1. Introduction
Inherent variability among patients significantly affects the outcomes of pharmacotherapy. Patients with apparently the same diagnosis often respond differently to the same pharmacological intervention, both with respect to efficacy and/or safety. Despite this knowledge, a large part of pharmacotherapy is still based on a ‘trial and error’ approach, which can have a severe negative impact on the patient [Citation1]. The inability to predict which patients will respond to which drugs affects the efficacy and value of pharmacotherapy.
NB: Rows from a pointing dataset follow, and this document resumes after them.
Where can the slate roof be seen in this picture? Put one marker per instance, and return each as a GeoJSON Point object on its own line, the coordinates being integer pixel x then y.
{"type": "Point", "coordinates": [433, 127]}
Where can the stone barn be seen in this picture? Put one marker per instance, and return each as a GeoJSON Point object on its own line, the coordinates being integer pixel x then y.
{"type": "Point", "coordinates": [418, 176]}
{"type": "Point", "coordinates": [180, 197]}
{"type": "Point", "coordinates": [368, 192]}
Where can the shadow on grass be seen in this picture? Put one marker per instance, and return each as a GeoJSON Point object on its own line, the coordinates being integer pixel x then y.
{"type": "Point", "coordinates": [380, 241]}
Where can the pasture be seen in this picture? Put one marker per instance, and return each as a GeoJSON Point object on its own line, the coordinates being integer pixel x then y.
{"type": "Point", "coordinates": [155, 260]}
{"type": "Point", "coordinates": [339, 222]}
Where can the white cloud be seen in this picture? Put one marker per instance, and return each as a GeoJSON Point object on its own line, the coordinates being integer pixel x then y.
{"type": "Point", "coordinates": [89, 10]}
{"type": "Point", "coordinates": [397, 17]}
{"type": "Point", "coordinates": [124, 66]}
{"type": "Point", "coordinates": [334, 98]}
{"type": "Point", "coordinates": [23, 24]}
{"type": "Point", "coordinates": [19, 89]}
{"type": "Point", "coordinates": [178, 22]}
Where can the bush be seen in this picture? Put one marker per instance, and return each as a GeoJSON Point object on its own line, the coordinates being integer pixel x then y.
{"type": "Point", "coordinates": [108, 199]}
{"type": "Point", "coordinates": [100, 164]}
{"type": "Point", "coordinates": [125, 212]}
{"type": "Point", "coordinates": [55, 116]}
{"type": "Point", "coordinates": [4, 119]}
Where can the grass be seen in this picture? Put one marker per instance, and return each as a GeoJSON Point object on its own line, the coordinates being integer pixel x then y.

However, the past 30 years of progress in molecular medicine has provided us with a better understanding of the underlying pathophysiology and mechanism of action of drugs, which is a prerequisite for making pharmacotherapy more predictable and efficient [Citation2]. For some diseases and drugs, this understanding has led to the development of different types of predictive biomarkers, which can help to identify patients who are more likely to benefit from the drug in question and make pharmacotherapy more personalized.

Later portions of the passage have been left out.